CONYERS -- Glenn Sears, executive director of the Conyers-Rockdale Economic Development Council, has announced plans to retire at the end of the year.

Sears, who has served as director for five and a half years, said this will be his third retirement in 11 years -- he first retired as Southeast regional manager for John Deere in 2001 at the age of 57 and then ran successfully for a post on the Rockdale Board of Commissioners. He decided not to seek re-election in 2006, marking his second retirement, but was asked to take on the economic development role in 2007.

"That was supposed to be kind of a short-term bridge," said Sears, "and that bridge lasted five and a half years. I don't know where that time went because it dawned on me that on Dec. 15 I was going to be 68 years old."

The role of the Economic Development Council has been to retain and expand existing industry in the community and recruit new industry, said Sears.
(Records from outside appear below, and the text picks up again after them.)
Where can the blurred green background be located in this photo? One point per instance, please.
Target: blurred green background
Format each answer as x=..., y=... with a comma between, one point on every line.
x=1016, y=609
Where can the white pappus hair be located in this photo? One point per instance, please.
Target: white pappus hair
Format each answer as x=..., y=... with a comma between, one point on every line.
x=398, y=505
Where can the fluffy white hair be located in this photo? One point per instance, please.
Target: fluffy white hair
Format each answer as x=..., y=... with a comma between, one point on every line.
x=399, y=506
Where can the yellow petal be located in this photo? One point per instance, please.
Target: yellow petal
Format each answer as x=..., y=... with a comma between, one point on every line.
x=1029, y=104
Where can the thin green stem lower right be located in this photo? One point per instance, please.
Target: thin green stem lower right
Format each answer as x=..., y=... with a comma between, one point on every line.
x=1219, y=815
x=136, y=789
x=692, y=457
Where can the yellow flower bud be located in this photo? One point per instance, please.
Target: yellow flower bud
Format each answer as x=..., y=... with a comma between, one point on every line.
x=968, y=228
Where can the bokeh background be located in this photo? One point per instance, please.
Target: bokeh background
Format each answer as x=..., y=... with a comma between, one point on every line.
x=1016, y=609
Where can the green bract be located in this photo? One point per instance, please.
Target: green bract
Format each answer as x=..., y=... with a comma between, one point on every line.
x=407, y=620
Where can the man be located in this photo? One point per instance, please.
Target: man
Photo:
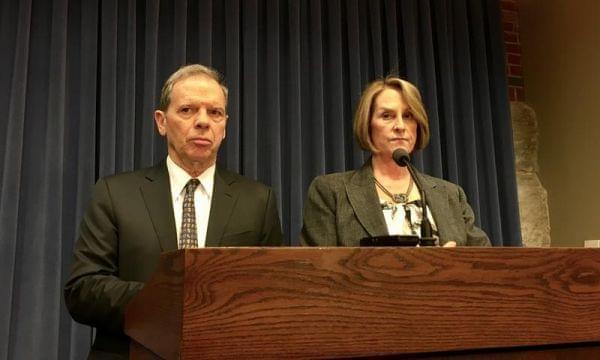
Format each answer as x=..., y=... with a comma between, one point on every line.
x=182, y=202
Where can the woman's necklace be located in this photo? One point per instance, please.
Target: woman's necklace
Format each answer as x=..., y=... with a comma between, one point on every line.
x=401, y=198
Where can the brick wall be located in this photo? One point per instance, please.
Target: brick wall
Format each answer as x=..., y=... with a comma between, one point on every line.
x=512, y=45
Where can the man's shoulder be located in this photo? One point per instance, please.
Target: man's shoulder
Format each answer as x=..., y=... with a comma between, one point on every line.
x=440, y=183
x=237, y=180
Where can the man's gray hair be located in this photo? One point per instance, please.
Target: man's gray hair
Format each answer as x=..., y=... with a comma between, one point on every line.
x=183, y=73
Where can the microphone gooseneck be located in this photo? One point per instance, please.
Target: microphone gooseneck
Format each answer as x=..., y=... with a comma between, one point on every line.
x=402, y=158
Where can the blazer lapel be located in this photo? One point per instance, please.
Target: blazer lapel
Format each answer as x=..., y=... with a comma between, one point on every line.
x=222, y=204
x=438, y=204
x=365, y=202
x=156, y=193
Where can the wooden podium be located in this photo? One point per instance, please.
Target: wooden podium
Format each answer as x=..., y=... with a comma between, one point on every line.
x=257, y=303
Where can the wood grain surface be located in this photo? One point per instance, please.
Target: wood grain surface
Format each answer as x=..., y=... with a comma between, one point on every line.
x=345, y=302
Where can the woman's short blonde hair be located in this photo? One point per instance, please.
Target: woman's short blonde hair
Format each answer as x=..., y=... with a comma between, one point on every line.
x=366, y=106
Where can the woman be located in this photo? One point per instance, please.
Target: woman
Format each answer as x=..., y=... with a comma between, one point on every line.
x=381, y=197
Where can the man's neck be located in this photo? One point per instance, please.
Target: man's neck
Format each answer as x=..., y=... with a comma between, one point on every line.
x=384, y=168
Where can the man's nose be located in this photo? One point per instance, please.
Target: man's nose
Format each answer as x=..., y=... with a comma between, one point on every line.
x=202, y=120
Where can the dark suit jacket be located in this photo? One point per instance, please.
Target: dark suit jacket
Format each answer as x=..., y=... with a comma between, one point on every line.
x=344, y=207
x=130, y=222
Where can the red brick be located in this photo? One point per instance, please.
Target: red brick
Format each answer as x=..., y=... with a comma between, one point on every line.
x=520, y=94
x=510, y=5
x=515, y=70
x=513, y=59
x=510, y=16
x=512, y=94
x=513, y=49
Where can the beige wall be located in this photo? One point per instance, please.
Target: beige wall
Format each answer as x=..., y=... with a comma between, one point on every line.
x=561, y=69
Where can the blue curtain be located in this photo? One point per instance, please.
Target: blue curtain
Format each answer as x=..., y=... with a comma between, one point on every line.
x=79, y=81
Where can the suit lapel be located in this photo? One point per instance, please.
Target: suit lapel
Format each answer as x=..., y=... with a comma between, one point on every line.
x=222, y=204
x=156, y=193
x=365, y=202
x=438, y=204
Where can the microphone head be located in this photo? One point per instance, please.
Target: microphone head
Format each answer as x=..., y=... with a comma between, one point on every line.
x=401, y=157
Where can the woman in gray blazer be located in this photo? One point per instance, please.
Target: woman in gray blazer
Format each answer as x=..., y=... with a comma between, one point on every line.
x=381, y=198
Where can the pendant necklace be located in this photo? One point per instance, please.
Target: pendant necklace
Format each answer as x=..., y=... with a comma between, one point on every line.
x=400, y=198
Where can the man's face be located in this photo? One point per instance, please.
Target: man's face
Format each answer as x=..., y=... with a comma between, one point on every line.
x=194, y=122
He counted gaining Georgia Work Ready certification for the county as a major accomplishment in terms of helping existing industries grow.

"When we became a certified Georgia Work Ready Community, that helped a number of those companies do a better job of hiring, promoting and retaining workers, and that benefits the bottom line," he said.

The recent retention of Hillphoenix in Rockdale County was another accomplishment, Sears said, noting that the company provides 800 jobs and is still growing.

"That would be a crowning jewel in my time with the community," he said.

The location of a Corrugated Supplies Company plant in Conyers in 2011 was an example of helping to build the local manufacturing base, said Sears. Corrugated Supplies moved into former Solo Cup distribution space and created 50 new jobs.

"When you are turning distribution space into manufacturing space, you have a much higher investment into machinery, and you have the manufacturing wage scale, which is generally the top tier of wages," he said.

Even though Sears is looking forward to retirement, he admitted it's difficult to let go of projects that are in the works. Two that are close to coming to fruition are the sale of the former John Deere facility on Dogwood Drive and development of 92 acres just west of the John Deere building.

Still, Sears said he's determined to make this retirement stick.

"If you don't draw the line, this thing is like a chain, if you don't draw the line somewhere there is always something coming."

As for his successor, Sears offered this advice.

"To be successful in this job, you have to establish close working relationships with the Chamber of Commerce ... and build great relationships with the city and the county, not only the mayor and the chairman, but with the council and the Board of Commissioners and the department heads that work with them. Meet as many people as you can."

As of the new year, Sears won't be working to recruit or retain industry, but he has a lot plans to stay busy. Though he and his wife traveled quite a bit overseas with John Deere, he said they didn't see as much of their own country. Now they'd like to visit sites like the Grand Canyon and Yellowstone.

"We haven't learned about the United States like we would like to," he said.

He also said he'd like to spend more time with his four grandchildren and revisit hunting and fishing, hobbies he hasn't had time to pursue in the past 10 years.

"I keep having friends who want me to play golf," Sears added. "I can't say I'll do that, but I'm thinking about that."